Q. Dear Zenagos,
I’m in my first sales job, and I always get nervous when customers ask the price. How do you do it?
It is common for a salesperson to be anxious about stating the price. It may be your experience that stating the price causes the prospective buyer to drop out of the sales process, which is disappointing. However, if you allow a fear of stating the price to grow, you may start to make larger errors, like discounting the price unnecessarily.
Build the Relationship First
Before you state the price, it is important to build a relationship with the prospective customer. Make a warm greeting. Try to develop some rapport, and ask about the customer’s needs. This takes some patience, especially if you have a tough sales quota. However, there is no substitute for building a warm relationship. People give their business to salespeople whom they like.
Understand the Customer’s Need
Before you can sell your product, you need to understand your customer’s pain or problem they wish to solve. Ask questions, learn what they have tried before and what is most important to them. With this knowledge, you will be able to position your product as a potential solution to their problems.
Articulate the Value
Once you understand the prospective customer’s needs (and have repeated them for confirmation), demonstrate how your offering meets those needs. Sell the value. Customers object to the price when they can’t perceive the value of the offering. If you can explain how your offering meets the need – providing real value for the customer – then price will become a less important issue.
Believe in the Value
When it is time to state the price, say it clearly and then stop talking. Believe in the value you are offering. If you immediately follow the price with a bunch of chatter, the prospective customer will see that you doubt the value and will be influenced by your doubt. If you haven’t already convinced the prospective buyer of the value, it is too late to do so after stating the price. State the price and then smile. Wait. There may be an uncomfortable silence. That’s okay. Wait for the prospective customer to make the next move.

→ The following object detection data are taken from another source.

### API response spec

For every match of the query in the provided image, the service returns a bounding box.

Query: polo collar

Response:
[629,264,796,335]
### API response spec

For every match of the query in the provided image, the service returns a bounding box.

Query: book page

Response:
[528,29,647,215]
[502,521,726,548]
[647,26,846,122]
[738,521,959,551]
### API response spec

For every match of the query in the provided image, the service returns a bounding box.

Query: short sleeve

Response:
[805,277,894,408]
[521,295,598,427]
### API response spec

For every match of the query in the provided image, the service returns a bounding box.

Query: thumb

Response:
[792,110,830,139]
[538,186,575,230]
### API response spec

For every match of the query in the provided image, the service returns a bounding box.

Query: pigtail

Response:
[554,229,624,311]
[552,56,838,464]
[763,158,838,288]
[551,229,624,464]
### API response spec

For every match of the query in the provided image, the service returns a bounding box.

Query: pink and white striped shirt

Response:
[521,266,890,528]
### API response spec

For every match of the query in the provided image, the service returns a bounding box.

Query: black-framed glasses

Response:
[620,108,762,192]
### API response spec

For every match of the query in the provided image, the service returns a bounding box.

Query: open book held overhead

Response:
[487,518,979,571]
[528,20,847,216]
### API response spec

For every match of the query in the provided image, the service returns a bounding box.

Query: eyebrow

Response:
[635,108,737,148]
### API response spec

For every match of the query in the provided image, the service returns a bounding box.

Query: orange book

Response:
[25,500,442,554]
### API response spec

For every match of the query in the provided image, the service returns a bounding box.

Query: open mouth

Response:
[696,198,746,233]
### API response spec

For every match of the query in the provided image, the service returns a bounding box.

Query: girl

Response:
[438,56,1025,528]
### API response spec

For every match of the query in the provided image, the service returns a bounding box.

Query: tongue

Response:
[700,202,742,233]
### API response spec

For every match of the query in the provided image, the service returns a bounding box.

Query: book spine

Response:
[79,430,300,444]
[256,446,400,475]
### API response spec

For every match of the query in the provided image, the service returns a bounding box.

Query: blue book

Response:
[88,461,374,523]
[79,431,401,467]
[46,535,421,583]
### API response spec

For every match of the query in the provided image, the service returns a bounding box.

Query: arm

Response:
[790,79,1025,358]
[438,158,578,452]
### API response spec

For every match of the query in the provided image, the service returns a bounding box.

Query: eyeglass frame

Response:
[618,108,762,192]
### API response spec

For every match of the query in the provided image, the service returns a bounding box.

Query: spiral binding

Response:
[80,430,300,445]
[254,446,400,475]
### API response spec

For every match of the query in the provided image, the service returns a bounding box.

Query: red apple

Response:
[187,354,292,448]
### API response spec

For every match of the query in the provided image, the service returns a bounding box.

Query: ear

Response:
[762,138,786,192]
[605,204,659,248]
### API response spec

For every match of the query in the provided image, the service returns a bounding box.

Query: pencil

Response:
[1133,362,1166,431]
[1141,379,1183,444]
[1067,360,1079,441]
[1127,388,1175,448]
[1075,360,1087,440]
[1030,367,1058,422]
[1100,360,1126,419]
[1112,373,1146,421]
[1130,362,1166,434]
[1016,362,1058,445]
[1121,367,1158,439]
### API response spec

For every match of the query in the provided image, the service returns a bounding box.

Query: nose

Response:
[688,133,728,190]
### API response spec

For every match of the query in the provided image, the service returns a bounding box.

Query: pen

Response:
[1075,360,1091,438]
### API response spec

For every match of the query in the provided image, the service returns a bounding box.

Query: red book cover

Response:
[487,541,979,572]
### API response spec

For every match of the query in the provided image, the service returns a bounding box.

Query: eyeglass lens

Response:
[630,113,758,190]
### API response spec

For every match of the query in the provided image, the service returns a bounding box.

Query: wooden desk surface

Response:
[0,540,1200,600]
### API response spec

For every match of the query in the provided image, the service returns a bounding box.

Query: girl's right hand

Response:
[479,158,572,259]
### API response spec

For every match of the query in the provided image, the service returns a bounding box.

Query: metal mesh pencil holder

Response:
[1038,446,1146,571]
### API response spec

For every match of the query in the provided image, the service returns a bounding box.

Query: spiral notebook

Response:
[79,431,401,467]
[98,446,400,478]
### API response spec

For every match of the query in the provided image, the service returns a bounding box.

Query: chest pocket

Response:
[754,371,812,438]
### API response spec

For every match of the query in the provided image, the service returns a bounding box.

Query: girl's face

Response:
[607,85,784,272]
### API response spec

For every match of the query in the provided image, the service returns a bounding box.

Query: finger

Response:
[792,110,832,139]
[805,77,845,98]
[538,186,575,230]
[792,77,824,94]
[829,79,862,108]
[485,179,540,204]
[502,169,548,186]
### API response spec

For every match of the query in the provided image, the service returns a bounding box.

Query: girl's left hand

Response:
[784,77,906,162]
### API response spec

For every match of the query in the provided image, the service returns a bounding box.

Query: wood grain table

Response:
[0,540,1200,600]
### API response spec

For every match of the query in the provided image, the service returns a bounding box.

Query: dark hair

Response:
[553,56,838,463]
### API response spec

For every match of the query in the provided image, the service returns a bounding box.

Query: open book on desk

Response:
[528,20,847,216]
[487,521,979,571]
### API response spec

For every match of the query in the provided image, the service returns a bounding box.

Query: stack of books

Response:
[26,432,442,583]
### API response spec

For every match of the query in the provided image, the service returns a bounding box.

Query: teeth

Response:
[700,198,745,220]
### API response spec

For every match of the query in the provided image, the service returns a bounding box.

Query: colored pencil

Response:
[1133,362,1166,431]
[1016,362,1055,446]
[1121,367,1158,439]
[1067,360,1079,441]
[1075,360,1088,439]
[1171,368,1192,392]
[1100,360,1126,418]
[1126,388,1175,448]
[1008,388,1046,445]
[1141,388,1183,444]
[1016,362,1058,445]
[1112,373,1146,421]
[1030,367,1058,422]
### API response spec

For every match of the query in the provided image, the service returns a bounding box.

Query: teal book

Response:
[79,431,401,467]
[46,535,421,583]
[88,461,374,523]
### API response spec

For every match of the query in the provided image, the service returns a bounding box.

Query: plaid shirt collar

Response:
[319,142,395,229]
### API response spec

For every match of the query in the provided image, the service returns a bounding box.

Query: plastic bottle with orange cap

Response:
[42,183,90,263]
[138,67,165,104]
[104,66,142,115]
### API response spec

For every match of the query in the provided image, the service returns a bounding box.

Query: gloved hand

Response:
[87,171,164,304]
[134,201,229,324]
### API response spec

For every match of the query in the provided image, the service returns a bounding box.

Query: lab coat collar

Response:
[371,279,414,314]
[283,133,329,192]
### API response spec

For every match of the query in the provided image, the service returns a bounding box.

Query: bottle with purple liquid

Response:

Address Objections with Confidence
The prospective customer’s next move may be to state an objection – about price or about something else – and that’s all right. You know the best way to address each objection, so you are in a strong position. Address the objection and then ask for the sale: “Shall I go start the paperwork?” If you get another objection, continue this cycle of addressing the objection and asking for the sale until the prospective customer is ready to buy (or produces an objection that you cannot address immediately, leading to a later follow-up). Have confidence that you know what to say.
You know intellectually that you can’t win every sale, but that doesn’t make it easier when you lose a sale after stating the price. Do your best not to give that moment too much power. If you have done your best to articulate the value of your offering – and you truly believe in that value – you will win your fair share of business.